Now that I have the Tensorflow model that finds number plates inside images I can use OpenCV to cut them out and hand them over to Tesseract - see Install Tesseract on Arch LINUX - to apply some Optical Character Recognition (OCR).

Load an Image

import pytesseract as pt

path = './test_images/index10.jpg'
image, cods = object_detection(path)

plt.figure(figsize=(10,8))
plt.imshow(image)
plt.show()

Tesseract OCR

Extract Number Plate

img = np.array(load_img(path))
xmin ,xmax,ymin,ymax = cods[0]
roi = img[ymin:ymax,xmin:xmax]
plt.imshow(roi)
print('Original')
plt.show()

Tesseract OCR

Data Preprocessing

Depending on the image source we might have to add some processing to the extracted region of interest to make it more readable:

# Turn grayscale
gray_roi = cv2.cvtColor(roi, cv2.COLOR_BGR2GRAY)
gray_roi = cv2.bitwise_not(gray_roi)

# threshold the image, setting all foreground pixels to
# 255 and all background pixels to 0 (invert)
thresh_roi = cv2.threshold(gray_roi, 0, 255, cv2.THRESH_BINARY | cv2.THRESH_OTSU)[1]
plt.imshow(thresh_roi)
print('Threshold')
plt.show()

canny_roi = cv2.Canny(roi, 85, 255)
plt.imshow(canny_roi)
print('Canny')
plt.show()

Tweak the thresholds until you get the best OCR results for your use case:

Tesseract OCR

Use Tesseract

# OCR the ROI using Tesseract
text_roi = pt.image_to_string(roi)
print('Original:',text_roi)
text_thresh = pt.image_to_string(thresh_roi)
print('Threshold:',text_thresh)
text_canny = pt.image_to_string(canny_roi)
print('Canny:',text_canny)

Threshold gives me the best results for the given image, while canny fails completely.

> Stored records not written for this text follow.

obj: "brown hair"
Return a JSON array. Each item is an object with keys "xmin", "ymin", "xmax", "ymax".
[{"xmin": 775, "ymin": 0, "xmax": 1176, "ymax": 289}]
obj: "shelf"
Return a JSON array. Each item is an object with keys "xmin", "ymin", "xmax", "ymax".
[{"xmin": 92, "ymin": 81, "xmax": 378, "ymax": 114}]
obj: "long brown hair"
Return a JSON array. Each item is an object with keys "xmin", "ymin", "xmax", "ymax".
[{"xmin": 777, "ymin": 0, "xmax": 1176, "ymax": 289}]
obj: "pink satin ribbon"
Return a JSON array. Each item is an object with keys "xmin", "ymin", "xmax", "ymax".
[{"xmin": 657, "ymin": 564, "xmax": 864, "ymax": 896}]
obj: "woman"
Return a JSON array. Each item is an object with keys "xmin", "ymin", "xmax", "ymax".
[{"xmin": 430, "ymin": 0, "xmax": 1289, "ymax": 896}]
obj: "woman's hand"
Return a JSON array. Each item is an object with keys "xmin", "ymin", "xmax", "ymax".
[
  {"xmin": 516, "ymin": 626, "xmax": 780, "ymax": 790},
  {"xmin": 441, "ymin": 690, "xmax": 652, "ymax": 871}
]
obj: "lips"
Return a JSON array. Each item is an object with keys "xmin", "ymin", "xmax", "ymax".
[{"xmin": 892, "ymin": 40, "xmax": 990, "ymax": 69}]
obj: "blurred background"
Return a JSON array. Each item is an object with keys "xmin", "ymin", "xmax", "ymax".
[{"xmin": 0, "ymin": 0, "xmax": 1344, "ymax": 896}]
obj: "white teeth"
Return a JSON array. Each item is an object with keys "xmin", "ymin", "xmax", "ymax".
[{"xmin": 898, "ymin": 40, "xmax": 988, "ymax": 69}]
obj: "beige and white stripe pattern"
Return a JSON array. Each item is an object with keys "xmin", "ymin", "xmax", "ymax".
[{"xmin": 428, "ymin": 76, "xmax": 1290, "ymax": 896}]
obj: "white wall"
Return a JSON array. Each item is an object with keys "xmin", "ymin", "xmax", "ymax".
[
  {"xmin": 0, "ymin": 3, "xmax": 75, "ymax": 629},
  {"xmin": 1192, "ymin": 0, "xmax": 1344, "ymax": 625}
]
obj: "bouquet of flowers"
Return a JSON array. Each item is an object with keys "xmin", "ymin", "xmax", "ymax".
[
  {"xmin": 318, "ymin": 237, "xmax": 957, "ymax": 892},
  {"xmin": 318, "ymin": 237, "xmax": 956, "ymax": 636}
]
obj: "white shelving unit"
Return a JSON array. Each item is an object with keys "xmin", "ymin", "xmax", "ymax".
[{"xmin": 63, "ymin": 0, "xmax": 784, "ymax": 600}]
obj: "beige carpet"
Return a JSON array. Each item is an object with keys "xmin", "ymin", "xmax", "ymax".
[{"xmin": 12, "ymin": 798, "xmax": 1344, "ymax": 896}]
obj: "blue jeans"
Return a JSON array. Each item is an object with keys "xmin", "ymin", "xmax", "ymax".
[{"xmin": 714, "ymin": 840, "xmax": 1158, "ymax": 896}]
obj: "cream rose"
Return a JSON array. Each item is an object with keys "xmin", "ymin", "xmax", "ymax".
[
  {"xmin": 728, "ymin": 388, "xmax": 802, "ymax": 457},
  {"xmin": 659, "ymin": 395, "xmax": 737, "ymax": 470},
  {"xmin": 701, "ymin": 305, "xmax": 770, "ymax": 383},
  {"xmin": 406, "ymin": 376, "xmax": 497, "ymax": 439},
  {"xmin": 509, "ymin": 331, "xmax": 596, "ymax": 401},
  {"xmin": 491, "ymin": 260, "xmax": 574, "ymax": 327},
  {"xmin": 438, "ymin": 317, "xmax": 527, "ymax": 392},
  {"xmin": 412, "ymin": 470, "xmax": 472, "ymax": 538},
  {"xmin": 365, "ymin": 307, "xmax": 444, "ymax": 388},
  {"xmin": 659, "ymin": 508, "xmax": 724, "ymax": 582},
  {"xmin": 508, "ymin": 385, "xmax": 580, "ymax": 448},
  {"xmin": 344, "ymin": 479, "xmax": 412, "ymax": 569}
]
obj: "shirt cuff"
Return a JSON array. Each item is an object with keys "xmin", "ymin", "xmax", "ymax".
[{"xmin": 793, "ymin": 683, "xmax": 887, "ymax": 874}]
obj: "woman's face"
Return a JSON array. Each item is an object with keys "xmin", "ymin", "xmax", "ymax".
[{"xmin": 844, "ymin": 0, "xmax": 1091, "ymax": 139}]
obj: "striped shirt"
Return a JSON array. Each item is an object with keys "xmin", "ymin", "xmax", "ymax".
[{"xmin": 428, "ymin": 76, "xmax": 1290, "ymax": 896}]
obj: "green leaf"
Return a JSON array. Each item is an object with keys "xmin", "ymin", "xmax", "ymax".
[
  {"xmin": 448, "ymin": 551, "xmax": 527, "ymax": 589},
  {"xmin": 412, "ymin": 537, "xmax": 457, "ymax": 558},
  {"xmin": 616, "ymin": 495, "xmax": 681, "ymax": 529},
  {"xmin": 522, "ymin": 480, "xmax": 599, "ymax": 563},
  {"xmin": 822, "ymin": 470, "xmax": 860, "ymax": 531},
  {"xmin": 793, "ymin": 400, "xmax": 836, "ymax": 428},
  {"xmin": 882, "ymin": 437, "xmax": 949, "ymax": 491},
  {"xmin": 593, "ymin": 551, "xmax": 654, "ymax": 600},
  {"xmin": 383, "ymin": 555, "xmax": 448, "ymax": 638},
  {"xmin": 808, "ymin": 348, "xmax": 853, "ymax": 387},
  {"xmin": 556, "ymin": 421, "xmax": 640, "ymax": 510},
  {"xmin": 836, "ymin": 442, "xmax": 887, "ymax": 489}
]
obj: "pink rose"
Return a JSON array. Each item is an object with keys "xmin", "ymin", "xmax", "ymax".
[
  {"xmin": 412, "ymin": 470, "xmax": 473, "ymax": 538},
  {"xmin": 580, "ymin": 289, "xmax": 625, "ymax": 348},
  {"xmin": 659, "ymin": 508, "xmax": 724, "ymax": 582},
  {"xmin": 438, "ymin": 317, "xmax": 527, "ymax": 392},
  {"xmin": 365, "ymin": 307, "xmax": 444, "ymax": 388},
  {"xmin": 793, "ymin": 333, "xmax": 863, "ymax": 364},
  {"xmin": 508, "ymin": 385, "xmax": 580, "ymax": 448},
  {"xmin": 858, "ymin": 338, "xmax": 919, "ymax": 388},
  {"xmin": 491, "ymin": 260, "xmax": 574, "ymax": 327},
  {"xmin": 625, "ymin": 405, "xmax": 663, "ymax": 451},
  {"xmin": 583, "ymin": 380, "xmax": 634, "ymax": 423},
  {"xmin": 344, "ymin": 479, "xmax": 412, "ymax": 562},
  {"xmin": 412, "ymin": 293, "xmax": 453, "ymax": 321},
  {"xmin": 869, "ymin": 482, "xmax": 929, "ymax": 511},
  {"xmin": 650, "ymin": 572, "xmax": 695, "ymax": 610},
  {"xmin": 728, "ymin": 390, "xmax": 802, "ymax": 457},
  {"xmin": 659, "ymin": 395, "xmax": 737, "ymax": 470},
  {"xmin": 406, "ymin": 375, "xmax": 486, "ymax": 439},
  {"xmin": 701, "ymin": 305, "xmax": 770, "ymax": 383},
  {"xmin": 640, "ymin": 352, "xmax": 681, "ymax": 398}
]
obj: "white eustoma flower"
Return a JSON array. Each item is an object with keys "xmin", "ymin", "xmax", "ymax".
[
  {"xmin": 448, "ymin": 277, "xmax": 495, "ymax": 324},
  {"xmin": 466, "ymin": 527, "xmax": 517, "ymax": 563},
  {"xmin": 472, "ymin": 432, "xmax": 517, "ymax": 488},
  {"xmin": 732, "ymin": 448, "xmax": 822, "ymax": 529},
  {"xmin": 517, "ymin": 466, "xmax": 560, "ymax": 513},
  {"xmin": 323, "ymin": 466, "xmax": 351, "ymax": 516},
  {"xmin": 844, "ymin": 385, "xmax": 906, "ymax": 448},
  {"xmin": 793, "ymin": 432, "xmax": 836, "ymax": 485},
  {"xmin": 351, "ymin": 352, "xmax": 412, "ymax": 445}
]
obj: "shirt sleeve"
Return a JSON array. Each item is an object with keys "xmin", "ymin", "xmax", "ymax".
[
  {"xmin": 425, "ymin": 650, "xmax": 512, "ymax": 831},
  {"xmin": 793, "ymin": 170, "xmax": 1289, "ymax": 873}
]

Your results will differ depending on your image source:

Original: i ~HR26I]KOB30|

Threshold: i\ HR26DK0830

Canny:

Skew Detection and Correction

THIS DOES NOT WORK: I will have to look into this more - the method by pyimagesearch seems to be distracted when the text is not only rotated but there is also some perspective shift on it.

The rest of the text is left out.